Limitations and strengths
The current study had several limitations. First, the setting was primary care clinics with an integrated model of BH and embedded BH clinicians; it is not clear how these findings might apply to primary care clinics without any BH providers. It is reasonable to assume that primary care clinics without integrated BH teams would feel even less equipped to assess and manage acutely suicidal patients. Second, these interviews took place before the COVID-19 pandemic, and it is unclear whether or how the pandemic has impacted these findings. Finally, although we attempted to recruit a wide range of clinical staff from primary care, we did not have sufficient representation from medical assistants. Nonetheless, we believe this is the first study to examine clinician perspectives on applying the Zero Suicide model in primary care. This study is also strengthened by its representation of clinicians from a variety of disciplines.
Conclusion
This qualitative study demonstrated that current suicide-related practice at participating clinics reflected many of the components of the Zero Suicide model and unearthed many challenges faced by primary care clinicians in caring for patients with suicide risk.

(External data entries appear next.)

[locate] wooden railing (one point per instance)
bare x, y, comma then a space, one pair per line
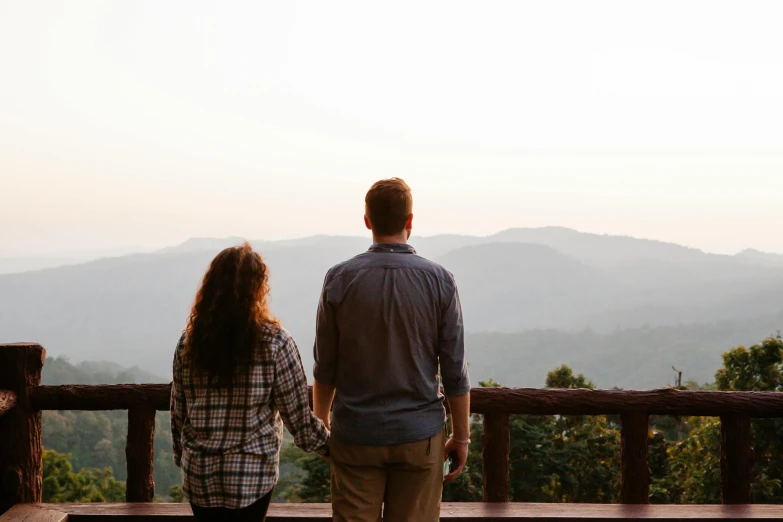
22, 399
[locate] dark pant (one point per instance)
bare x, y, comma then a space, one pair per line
253, 513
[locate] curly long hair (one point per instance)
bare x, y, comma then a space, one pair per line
229, 316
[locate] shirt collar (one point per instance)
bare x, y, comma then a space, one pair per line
397, 248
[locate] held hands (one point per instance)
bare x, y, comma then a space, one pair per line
458, 450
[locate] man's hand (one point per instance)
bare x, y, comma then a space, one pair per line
459, 452
323, 396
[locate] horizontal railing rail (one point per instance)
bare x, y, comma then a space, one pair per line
735, 410
521, 401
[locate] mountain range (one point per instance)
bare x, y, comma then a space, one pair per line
534, 297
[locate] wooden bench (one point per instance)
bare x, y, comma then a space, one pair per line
466, 512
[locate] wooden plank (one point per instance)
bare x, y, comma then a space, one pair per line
452, 511
666, 401
7, 401
528, 401
107, 397
21, 468
635, 488
33, 512
736, 459
140, 454
496, 444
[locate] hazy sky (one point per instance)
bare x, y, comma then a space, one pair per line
150, 122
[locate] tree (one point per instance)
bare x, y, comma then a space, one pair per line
760, 368
61, 484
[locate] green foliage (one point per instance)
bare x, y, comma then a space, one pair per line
311, 484
553, 458
563, 377
176, 494
61, 484
96, 439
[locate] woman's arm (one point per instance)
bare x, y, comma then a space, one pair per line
290, 396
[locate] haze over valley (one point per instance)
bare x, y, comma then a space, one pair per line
619, 309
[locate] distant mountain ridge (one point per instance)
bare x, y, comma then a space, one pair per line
132, 309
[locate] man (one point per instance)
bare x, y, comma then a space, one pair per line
388, 321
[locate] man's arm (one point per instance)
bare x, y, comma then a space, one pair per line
456, 382
325, 355
458, 443
323, 396
290, 396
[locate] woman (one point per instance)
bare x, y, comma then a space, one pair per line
236, 373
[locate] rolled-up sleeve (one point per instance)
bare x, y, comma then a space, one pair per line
327, 338
290, 396
451, 345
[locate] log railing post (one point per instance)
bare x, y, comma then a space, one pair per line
140, 454
496, 444
21, 469
736, 459
635, 488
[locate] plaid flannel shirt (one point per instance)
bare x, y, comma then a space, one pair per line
227, 440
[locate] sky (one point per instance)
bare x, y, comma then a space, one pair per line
148, 122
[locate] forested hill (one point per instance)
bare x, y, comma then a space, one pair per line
96, 439
131, 310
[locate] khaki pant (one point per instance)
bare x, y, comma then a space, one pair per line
406, 480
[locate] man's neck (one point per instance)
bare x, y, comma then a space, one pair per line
398, 238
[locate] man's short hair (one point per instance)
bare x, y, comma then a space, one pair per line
388, 204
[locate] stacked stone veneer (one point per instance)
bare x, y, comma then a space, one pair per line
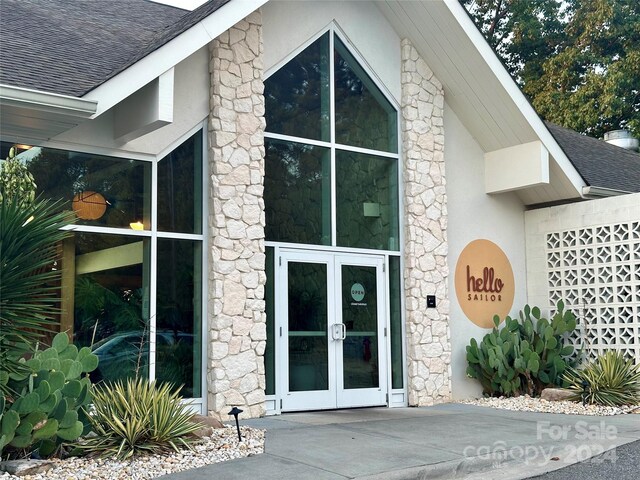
425, 209
237, 329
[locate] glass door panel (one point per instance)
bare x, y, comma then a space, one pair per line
305, 309
308, 341
331, 311
360, 317
361, 357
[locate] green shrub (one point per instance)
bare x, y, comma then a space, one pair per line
46, 410
525, 355
610, 380
138, 416
29, 295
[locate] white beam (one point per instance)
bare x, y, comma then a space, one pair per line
146, 110
516, 167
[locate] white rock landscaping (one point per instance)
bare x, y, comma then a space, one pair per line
525, 403
222, 445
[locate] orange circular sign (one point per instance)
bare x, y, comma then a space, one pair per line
484, 282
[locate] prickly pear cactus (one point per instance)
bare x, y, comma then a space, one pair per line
47, 412
525, 355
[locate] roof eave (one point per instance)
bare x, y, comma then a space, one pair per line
592, 192
31, 115
170, 54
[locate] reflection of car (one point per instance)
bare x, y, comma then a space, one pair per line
120, 354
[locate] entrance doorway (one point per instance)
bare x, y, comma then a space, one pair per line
332, 330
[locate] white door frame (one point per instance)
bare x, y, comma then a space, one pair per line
334, 396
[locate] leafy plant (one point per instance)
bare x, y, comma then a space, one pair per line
525, 356
610, 380
138, 416
16, 182
29, 296
47, 410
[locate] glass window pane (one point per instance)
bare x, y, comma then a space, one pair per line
308, 342
367, 201
297, 95
178, 317
180, 187
395, 279
297, 193
270, 299
111, 301
364, 117
103, 191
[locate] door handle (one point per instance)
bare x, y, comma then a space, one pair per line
339, 331
336, 332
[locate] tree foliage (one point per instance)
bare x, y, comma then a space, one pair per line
578, 61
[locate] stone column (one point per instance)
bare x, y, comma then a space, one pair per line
425, 210
237, 328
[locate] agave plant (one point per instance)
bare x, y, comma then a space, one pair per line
610, 379
29, 298
138, 416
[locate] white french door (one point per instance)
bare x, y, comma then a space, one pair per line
332, 325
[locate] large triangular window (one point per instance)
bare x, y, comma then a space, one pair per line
331, 152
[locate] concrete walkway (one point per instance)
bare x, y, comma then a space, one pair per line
445, 441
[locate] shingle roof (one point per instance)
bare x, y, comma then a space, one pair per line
70, 47
600, 163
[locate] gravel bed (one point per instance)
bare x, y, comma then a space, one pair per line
221, 446
526, 403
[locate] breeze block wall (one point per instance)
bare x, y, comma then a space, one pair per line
587, 254
425, 249
237, 328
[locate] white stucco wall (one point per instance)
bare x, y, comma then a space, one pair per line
475, 215
288, 25
191, 107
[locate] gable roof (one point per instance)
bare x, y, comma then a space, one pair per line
71, 47
601, 164
103, 51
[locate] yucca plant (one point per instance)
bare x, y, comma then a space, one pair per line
29, 295
610, 380
138, 416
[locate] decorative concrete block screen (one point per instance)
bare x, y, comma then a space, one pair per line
591, 254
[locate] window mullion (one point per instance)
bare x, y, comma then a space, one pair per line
153, 271
332, 129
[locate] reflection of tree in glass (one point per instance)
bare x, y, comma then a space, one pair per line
297, 95
363, 116
296, 197
179, 205
107, 310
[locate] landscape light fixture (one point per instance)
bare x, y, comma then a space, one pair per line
585, 387
235, 411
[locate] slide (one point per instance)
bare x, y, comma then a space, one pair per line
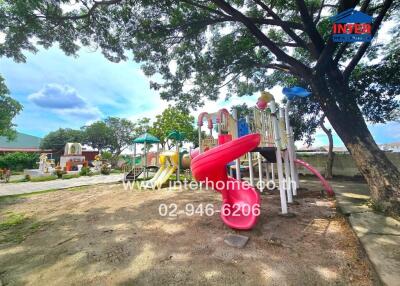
159, 178
240, 201
326, 185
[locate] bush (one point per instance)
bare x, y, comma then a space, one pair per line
85, 171
70, 176
105, 169
44, 178
19, 161
105, 155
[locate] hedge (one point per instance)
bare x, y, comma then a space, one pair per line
19, 161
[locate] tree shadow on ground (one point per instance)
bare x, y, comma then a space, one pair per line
112, 236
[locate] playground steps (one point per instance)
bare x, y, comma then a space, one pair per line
267, 152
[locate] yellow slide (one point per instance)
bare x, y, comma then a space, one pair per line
169, 162
159, 178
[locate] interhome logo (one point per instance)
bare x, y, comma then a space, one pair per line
351, 26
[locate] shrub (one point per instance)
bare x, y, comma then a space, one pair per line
70, 176
105, 169
85, 171
44, 178
59, 171
19, 161
105, 155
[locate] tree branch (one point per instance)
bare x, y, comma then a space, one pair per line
310, 27
284, 25
319, 12
82, 16
364, 46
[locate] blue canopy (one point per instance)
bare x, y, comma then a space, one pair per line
296, 91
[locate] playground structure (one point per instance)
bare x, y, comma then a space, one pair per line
72, 160
269, 136
46, 167
166, 162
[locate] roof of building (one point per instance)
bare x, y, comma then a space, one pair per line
146, 138
23, 142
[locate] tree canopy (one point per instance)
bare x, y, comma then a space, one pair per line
9, 108
200, 49
173, 119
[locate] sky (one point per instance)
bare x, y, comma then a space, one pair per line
58, 91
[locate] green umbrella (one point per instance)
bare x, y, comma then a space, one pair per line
146, 138
176, 135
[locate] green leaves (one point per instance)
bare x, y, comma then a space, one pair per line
9, 108
173, 119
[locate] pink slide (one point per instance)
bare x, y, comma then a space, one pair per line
326, 185
240, 201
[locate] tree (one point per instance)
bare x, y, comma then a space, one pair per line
9, 108
171, 119
56, 140
331, 154
226, 43
123, 132
97, 135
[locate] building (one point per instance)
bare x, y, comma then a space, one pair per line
22, 143
28, 143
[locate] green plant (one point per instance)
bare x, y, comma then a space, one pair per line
44, 178
70, 176
105, 169
85, 171
11, 220
105, 155
19, 161
59, 171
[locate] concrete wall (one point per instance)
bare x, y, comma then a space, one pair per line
343, 164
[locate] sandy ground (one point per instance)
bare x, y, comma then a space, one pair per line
105, 235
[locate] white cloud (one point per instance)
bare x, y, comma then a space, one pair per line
65, 101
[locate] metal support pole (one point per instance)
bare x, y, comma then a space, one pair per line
279, 158
260, 180
287, 175
199, 139
290, 139
251, 171
237, 161
178, 170
145, 160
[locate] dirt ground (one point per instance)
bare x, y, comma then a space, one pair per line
105, 235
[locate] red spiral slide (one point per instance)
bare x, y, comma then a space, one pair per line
240, 201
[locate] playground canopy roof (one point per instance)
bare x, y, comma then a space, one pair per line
146, 138
176, 135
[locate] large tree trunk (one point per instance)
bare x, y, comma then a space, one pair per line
329, 161
382, 176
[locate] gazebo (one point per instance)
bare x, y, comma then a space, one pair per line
178, 137
145, 139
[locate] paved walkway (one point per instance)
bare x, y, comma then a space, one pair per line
379, 235
31, 187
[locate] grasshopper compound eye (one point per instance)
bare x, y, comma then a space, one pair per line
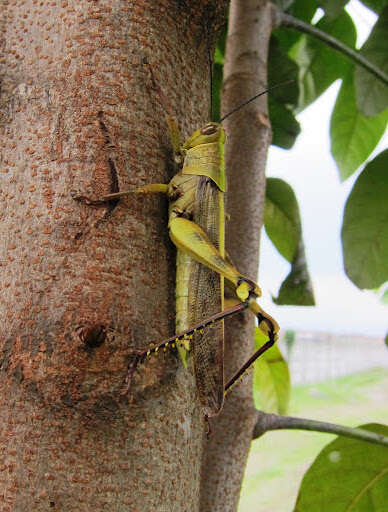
209, 129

While a clinic may be able to improve processes of suicide risk detection and management internally, these efforts will be stymied unless suicide-related care is a priority across the whole healthcare system. Future research should address the feasibility of the Zero Suicide model in primary care settings that do not have integrated BH, particularly around the viability of brief interventions and transitions for patients experiencing suicidality in those settings.
Acknowledgments
The authors would like to thank our participants for their time and sharing their perspectives on this important topic.